As nothing she had said was true, Hanna tried to change the subject. She returned to the moment when she had left the ship under cover of night.

‘What did you think had happened?’ she asked.

‘I thought you might have drowned.’

‘Drowned by accident, or drowned myself?’

‘I suppose I considered both possibilities. But needless to say there were others on board who made wilder guesses. That you had fallen into the hands of white slave traders, for instance. Or been killed by a bite from a poisonous snake that had managed to slither on board, and that you had fallen overboard as the poison began to work.’

‘But nobody suspected that I had left the ship of my own free will?’

Svartman sounded depressed when he replied.

‘I have to admit that not even I could envisage that possibility. And after all, during my many years as captain I’ve seen lots of sailors disappear in ports all over the world.’

She asked about the voyage, and the return route: had they called at Lourenço Marques on the way home as well? Svartman told her they had gone straight to Port Elizabeth to pick up some mixed cargo bound for the French port of Rouen.
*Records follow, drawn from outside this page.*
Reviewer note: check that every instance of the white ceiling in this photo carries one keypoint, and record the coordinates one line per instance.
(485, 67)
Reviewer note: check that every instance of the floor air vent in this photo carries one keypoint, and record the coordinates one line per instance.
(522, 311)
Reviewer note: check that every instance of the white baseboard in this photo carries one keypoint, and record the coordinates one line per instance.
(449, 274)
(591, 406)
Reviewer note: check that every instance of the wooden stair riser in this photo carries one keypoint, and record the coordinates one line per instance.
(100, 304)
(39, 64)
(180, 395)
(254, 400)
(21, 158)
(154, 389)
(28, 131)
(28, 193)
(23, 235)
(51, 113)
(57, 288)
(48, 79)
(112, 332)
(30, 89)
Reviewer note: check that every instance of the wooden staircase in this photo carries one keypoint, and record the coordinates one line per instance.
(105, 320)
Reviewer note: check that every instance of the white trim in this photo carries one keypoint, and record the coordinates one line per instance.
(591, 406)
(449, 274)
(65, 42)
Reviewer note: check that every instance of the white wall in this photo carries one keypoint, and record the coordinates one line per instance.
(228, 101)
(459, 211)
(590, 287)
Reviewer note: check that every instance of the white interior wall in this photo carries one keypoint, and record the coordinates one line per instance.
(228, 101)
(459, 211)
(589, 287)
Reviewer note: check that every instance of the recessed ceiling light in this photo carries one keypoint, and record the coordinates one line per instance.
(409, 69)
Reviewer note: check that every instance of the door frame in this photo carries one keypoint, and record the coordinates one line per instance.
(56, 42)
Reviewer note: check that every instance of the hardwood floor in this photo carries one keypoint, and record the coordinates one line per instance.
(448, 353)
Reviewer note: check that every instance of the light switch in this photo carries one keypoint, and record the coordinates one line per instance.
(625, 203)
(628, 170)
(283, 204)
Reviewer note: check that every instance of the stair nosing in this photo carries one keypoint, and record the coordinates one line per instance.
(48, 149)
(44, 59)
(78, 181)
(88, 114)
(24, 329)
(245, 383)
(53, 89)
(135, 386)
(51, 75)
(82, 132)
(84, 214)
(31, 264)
She started asking about Halvorsen and the other sailors. And about Forsman and Berta. He answered briefly and suddenly seemed to be in a hurry. Hanna gathered that he didn’t want to stay at the brothel any longer than necessary. His visit to Felicia had been a secret, and nobody in the crew must get to know about it.

Hanna was disappointed to discover that Captain Svartman was just like all other men. They concealed the truth about themselves, the things they did in secret, under cover of darkness.

But was she any better herself? Didn’t she also go sneaking around? They were simply sitting there under the jacaranda tree exchanging half-truths.